Like many other religions, falsities float around out there about Wicca, mostly fueled by movies that often depict it as dark or as devil worship, or from viewpoints in Christianity that label practicing witches as evil and opposed to God. My retort to this? Do not believe everything you see in a movie, on a paranormal show, or from the jaded religious folks who believe they own the only keys to the Kingdom, as it were. Read a book; find an actual practicing Pagan and ask them questions, and please know that we would rather you ask us than run around spreading false notions of a spiritual practice we hold close to our hearts. Here are a few facts you should know: Wiccans do not worship the Devil. He isn’t even a thing in Wicca. What we do recognize is the darkness and we attempt to battle that by being and loving the light. When people start talking about witchcraft in general, I always imagine they think I have a blood-filled pentagram painted on my living room floor, hidden by a well-placed rug, that I spend my time lurking and searching for Beelzebub. It is ridiculous, but a scary number of people will only believe what they hear.

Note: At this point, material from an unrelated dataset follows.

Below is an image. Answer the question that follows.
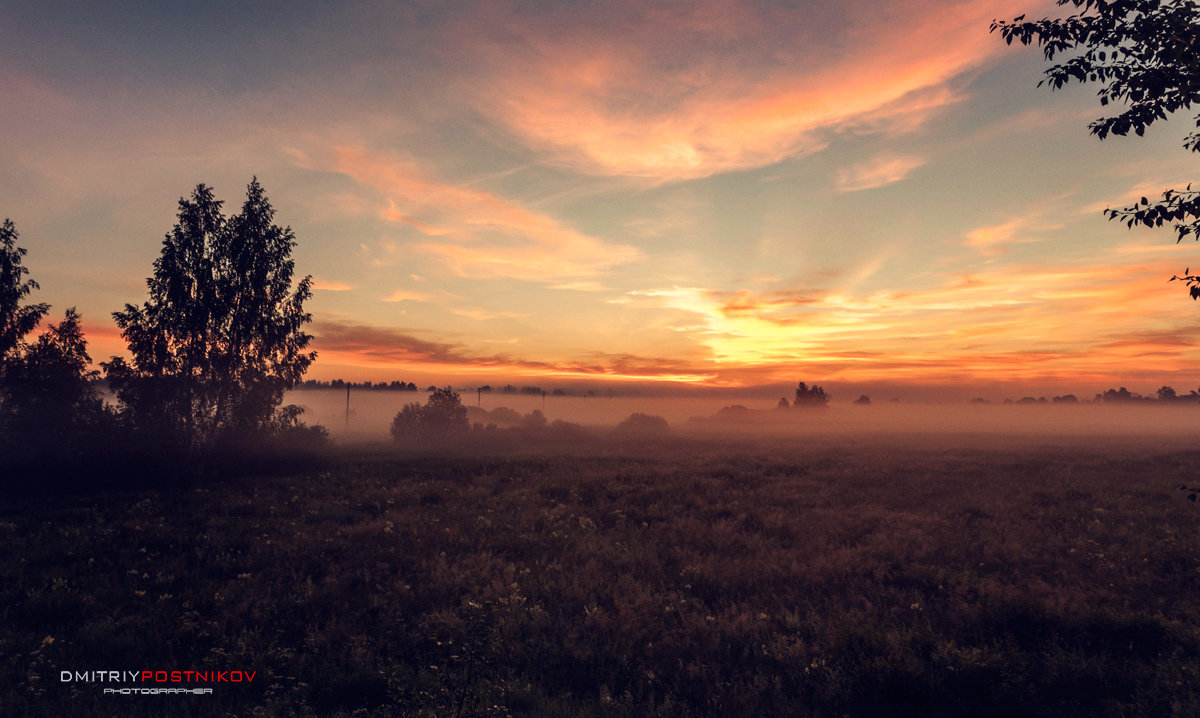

Certainly, Wicca and Paganism are not going to be a fit for everyone and that is okay. In this life, it is all about what brings you that “peace that passes all understanding.” I was fortunate to find it here, in Appalachia, amongst the old Gods and the Goddess. The thing I can tell you is this: When you find peace and that feeling of home, hold on with both hands tightly and never let go. Life is too short to walk around being miserable or unsure, and religion and spirituality should never be about guilt or shame. It should be a celebration each day, and, if it doesn’t start a party in your heart and put a smile on your face, it is not the right thing for you. You will always be welcome at my altar. Blessed, Blessed Be.